W. Bradford Wilcox is Director of the National Marriage Project at the University of Virginia, Professor of Sociology at the University of Virginia, Visiting Scholar at the American Enterprise Institute, and a Senior Fellow at the Institute for Family Studies.
In his latest work with Nicholas H. Wolfinger, Soul Mates: Religion, Sex, Love, and Marriage Among African Americans and Latinos (Oxford, 2016), Brad Wilcox shines a much-needed spotlight on the lives of strong and happy minority couples. They find that both married and unmarried minority couples who attend church together are significantly more likely to enjoy happy relationships than black and Latino couples who do not regularly attend. Churches serving these communities, Wilcox and Wolfinger argue, promote a code of decency, encompassing hard work, temperance, and personal responsibility, that benefits black and Latino families.

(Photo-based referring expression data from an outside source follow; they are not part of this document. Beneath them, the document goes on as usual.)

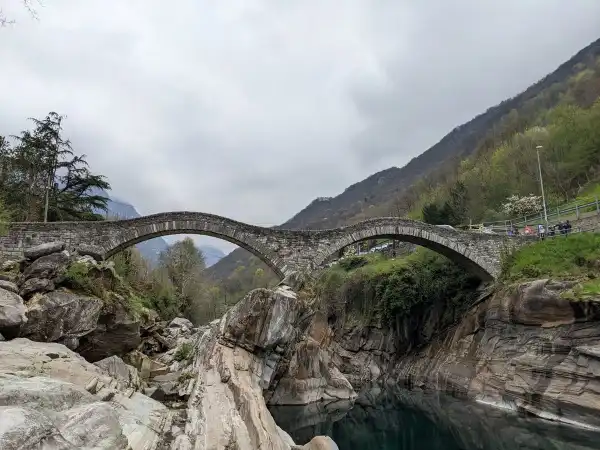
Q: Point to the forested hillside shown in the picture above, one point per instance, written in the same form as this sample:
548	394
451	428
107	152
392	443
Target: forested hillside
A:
43	177
484	161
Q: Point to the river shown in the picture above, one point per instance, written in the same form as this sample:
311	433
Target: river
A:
415	420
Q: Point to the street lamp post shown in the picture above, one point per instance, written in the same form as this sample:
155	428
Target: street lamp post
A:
542	185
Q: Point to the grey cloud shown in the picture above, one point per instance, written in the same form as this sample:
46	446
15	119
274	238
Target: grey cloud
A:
251	109
460	58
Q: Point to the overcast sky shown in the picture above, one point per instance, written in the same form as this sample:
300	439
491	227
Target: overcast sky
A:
252	108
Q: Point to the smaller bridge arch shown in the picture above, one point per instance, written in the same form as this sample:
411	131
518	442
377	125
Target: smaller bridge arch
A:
285	251
478	253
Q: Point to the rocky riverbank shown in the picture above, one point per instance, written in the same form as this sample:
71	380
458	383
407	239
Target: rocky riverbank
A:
532	347
83	371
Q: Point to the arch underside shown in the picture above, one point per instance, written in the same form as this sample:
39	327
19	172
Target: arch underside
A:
129	241
460	254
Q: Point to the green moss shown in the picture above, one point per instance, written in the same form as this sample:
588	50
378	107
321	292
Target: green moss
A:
573	256
184	352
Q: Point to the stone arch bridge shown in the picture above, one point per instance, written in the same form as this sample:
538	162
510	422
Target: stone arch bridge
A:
285	251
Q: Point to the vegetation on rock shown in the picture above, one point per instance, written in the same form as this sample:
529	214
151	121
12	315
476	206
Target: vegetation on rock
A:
575	256
387	290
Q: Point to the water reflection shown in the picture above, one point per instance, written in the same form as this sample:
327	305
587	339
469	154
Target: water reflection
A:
414	420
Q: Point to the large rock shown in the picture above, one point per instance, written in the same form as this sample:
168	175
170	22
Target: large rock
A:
91	250
311	375
33	285
116	368
180	322
530	346
12	312
47	267
48	248
61	316
117	333
52	398
234	360
9	286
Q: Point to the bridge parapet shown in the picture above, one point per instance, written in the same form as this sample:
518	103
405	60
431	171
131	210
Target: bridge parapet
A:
285	251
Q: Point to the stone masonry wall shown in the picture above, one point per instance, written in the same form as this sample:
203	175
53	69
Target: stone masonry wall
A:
285	251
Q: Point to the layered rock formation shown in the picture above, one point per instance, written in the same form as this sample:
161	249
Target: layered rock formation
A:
176	387
532	348
238	357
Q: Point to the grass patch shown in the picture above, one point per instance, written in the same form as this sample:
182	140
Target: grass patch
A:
575	256
383	291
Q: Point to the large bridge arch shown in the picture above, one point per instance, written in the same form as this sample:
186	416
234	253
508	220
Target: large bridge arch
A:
478	253
133	231
285	251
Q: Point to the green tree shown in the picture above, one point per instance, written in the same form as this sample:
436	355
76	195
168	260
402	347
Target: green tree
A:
41	177
183	263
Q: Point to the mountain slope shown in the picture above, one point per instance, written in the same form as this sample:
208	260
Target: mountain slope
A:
384	193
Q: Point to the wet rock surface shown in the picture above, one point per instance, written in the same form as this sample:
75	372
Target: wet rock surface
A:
12	312
530	348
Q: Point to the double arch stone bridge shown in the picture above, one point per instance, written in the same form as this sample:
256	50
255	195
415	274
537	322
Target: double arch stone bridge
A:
285	251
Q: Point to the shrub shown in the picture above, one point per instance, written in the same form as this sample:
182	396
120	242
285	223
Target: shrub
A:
390	290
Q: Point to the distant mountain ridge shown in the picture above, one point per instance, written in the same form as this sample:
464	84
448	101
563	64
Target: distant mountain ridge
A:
152	248
376	194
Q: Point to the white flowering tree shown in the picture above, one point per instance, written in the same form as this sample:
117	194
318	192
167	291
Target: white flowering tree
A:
522	206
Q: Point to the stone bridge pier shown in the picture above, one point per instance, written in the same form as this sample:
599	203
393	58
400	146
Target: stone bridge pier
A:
285	251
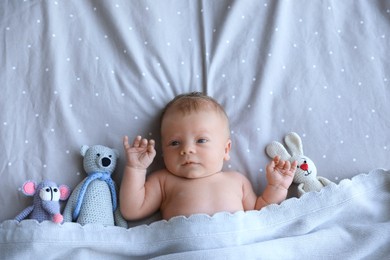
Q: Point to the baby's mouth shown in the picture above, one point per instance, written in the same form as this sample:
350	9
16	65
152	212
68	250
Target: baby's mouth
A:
188	163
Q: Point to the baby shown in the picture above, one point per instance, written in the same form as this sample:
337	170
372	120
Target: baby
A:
196	141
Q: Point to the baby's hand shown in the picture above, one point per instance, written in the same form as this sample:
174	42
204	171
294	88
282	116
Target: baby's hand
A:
281	173
141	154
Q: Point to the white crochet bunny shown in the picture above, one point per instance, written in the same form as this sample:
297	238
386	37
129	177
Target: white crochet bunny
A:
306	173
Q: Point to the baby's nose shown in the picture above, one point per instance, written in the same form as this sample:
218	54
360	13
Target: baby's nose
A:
304	166
187	149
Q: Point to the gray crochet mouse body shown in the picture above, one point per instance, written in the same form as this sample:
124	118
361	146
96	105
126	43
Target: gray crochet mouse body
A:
94	200
306	173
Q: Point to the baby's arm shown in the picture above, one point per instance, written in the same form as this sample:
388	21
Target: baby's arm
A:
138	198
279	175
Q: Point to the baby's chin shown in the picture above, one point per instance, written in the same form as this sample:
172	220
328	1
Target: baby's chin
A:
192	174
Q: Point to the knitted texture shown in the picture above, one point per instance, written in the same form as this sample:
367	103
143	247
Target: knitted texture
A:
94	200
46	203
306	173
97	175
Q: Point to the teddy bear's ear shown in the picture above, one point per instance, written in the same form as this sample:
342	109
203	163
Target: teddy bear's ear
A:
276	148
116	153
294	143
84	149
29	188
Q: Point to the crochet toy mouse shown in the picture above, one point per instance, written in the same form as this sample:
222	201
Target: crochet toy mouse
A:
94	200
47	196
306	173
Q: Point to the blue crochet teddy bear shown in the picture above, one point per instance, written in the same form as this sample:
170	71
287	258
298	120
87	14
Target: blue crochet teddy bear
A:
94	200
47	196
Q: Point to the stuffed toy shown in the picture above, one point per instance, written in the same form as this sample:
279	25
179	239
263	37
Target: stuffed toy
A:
306	173
46	206
94	200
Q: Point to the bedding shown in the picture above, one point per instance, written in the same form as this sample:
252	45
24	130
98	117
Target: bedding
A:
89	72
345	221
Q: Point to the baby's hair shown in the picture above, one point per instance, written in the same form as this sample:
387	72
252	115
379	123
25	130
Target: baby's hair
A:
193	101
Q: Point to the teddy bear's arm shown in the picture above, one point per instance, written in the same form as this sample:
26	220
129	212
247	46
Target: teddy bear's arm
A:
22	215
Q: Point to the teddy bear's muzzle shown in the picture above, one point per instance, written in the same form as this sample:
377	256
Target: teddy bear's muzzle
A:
106	161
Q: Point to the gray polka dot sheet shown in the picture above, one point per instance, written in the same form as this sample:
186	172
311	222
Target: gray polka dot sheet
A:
89	72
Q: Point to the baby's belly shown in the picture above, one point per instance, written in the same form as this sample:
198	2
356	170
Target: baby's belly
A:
185	206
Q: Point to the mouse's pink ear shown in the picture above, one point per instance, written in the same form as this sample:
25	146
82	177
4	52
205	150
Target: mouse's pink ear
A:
64	191
29	188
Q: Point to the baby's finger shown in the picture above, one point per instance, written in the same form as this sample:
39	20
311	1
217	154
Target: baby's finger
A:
287	165
151	145
143	143
294	164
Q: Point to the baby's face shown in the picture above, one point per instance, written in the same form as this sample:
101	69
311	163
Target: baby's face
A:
195	144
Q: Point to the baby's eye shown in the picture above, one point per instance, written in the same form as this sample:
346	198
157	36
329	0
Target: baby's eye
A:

Professor Wilcox’s research has focused on marriage, fatherhood, and cohabitation, especially on the ways that family structure, civil society, and culture influence the quality and stability of family life in the United States and around the globe. Now, Dr. Wilcox is exploring the contribution that families make to the economic welfare of individuals and societies. He is also the coauthor of Gender and Parenthood: Biological and Social Scientific Perspectives (Columbia, 2013, with Kathleen Kovner Kline), and the author of Soft Patriarchs, New Men: How Christianity Shapes Fathers and Husbands (Chicago, 2004). Wilcox has published articles on marriage, cohabitation, parenting, and fatherhood in The American Sociological Review, Social Forces, The Journal of Marriage and Family and The Future of Children.
His research has been featured in The New York Times, The Wall Street Journal, The Atlantic, Slate, National Review Online, NPR, NBC’s The Today Show, and many other media outlets. Wilcox consults regularly with companies such as Nestle, Procter & Gamble, and Kimberly-Clark on fertility and marriage trends in the United States.
As an undergraduate, Wilcox was a Jefferson Scholar at the University of Virginia (’92) and later earned his Ph.D. from Princeton University. Prior to coming to the University of Virginia, he held research fellowships at Princeton University, Yale University, and the Brookings Institution.